The pdf closes with 2 new ratcheting flails, an oil that creates artificial strife surges as well as an unluck bringing animating scrimshaw albatross.
Editing and formatting per se as a whole are neat – though glitches have slipped here and there past the watchful eyes, negating some of the appeal of this pdf. Layout adheres to a printer-friendly 2-column b/w-standard and the artworks provided are neat. The pdf comes with full bookmarks and hyperlinks for your convenience.

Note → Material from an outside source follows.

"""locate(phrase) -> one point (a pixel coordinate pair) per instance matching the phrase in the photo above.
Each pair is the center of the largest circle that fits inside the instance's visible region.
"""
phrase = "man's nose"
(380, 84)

I love the Malefactor -as long as you’re not up to searching for DPR and if the other players are okay with that, the class rocks. That being said, the content herein is high in flavor and offers some glorious options for the Malefactor – idea-wise, this is definitely a great supplement. However, there is some filler interspersed throughout the pdf and the editing could have used another glimpse, with several rules-relevant glitches, chief of which would be the missing HD for both PrCs, detracting from what would otherwise be a great supplement. It is said glitches as well as the interspersed filler here and there that drags down what has great potential to a supplement that is good, but flawed. As such, as much as it pains me, I have to rate this down to 3 stars.